Aunt Hortensia meant well but she was not an easy person to have in the house. For one thing, she was terribly forgetful. She didn’t just leave her head up in the bedroom when she went down to breakfast, she left it in the boot cupboard when she went out into the garden to pick Sneezewort or Deadly Nightshade and once, feeling playful, she threw it so suddenly at Humphrey that he dropped it and it said, ‘Butterfingers!’ to him in a very nasty way.

She would also get everybody very muddled up about what she was trying to tell them. Aunt Hortensia’s neck stump had learnt to say simple things like, ‘More please’, ‘No’, or ‘Pshaw!’ but if she wanted to say something complicated with quite a lot of words in it she had to have her head. Being so forgetful she would sometimes say one thing with her neck stump and something quite different with her head. For example, if the Hag asked her: ‘Would you like another toadskin sandwich, Aunt Hortensia?’ the stump might say ‘Yes,’ while the head, on the other side of the room, was saying, ‘You know , Mabel, that toadskin always gives me wind.’ This kind of thing, if you have to live with it, can make you very tired.

But what bothered them most was that she was crabby about Humphrey. While they all knew that Humphrey was not as horrible as he should have been, they really didn’t want anyone else to point it out. Making personal remarks about children when you are staying in their house is not a nice thing to do but Aunt Hortensia did it.

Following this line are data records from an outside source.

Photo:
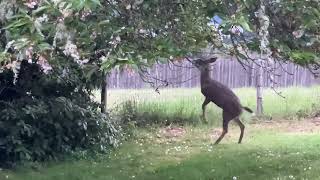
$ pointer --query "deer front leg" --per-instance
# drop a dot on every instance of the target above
(204, 104)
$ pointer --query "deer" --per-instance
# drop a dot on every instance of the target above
(221, 95)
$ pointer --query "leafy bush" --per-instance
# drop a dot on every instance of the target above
(49, 115)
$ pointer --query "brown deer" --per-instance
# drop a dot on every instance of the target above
(220, 95)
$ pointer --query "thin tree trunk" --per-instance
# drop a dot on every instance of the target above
(103, 105)
(259, 89)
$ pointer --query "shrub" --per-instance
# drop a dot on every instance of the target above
(47, 116)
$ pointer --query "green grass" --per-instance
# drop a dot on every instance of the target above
(269, 151)
(185, 104)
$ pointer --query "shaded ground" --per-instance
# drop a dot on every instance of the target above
(282, 150)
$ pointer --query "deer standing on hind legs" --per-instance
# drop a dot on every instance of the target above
(220, 95)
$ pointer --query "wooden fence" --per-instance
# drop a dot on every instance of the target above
(229, 72)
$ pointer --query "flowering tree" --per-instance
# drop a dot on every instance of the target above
(99, 35)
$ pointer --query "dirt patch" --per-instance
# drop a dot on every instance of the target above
(172, 132)
(306, 126)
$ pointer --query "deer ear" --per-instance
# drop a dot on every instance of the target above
(211, 60)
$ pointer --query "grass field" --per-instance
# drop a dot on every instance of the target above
(185, 104)
(270, 151)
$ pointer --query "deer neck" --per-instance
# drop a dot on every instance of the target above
(205, 77)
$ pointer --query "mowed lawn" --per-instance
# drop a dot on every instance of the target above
(277, 150)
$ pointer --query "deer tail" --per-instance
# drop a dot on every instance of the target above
(247, 109)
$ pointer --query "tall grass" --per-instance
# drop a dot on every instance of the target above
(184, 105)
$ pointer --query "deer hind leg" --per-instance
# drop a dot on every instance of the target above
(241, 128)
(226, 118)
(205, 103)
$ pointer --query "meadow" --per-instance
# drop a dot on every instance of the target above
(284, 145)
(184, 105)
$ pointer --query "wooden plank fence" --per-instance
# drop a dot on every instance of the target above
(229, 72)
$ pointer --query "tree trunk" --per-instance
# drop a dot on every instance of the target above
(103, 100)
(259, 89)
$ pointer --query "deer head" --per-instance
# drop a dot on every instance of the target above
(203, 64)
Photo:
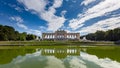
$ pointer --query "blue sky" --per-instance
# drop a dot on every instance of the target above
(83, 16)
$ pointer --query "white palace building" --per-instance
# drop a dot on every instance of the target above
(61, 35)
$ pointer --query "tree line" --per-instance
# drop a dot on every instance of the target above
(110, 35)
(8, 33)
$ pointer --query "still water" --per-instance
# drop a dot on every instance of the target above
(60, 57)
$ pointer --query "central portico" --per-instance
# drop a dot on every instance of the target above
(61, 35)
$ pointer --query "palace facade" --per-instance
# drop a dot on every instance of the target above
(61, 35)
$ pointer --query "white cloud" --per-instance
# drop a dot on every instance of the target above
(86, 2)
(106, 6)
(103, 25)
(39, 6)
(63, 13)
(19, 22)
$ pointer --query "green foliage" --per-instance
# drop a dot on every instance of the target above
(8, 33)
(110, 35)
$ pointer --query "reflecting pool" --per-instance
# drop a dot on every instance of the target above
(59, 57)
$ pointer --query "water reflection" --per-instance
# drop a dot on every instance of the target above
(53, 57)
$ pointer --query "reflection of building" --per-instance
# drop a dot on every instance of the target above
(60, 35)
(60, 52)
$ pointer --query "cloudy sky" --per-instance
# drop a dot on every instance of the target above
(83, 16)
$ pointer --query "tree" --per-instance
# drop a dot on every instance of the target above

‘Really, Mabel,’ she would say, disturbing the Hag as she sat in the kitchen copying curses into a recipe book or trimming the corpse candles, ‘that boy of yours smells of new-mown hay.’

This made the Hag very cross.

‘He doesn’t. Not really. I admit that Humphrey has not inherited my best smells, but—’

‘You’re sure he is a ghost?’ said Aunt Hortensia, interrupting her. ‘He isn’t really a Faery or a Brownie or something? I wouldn’t be a bit surprised to find him creeping out at night and doing good to people.’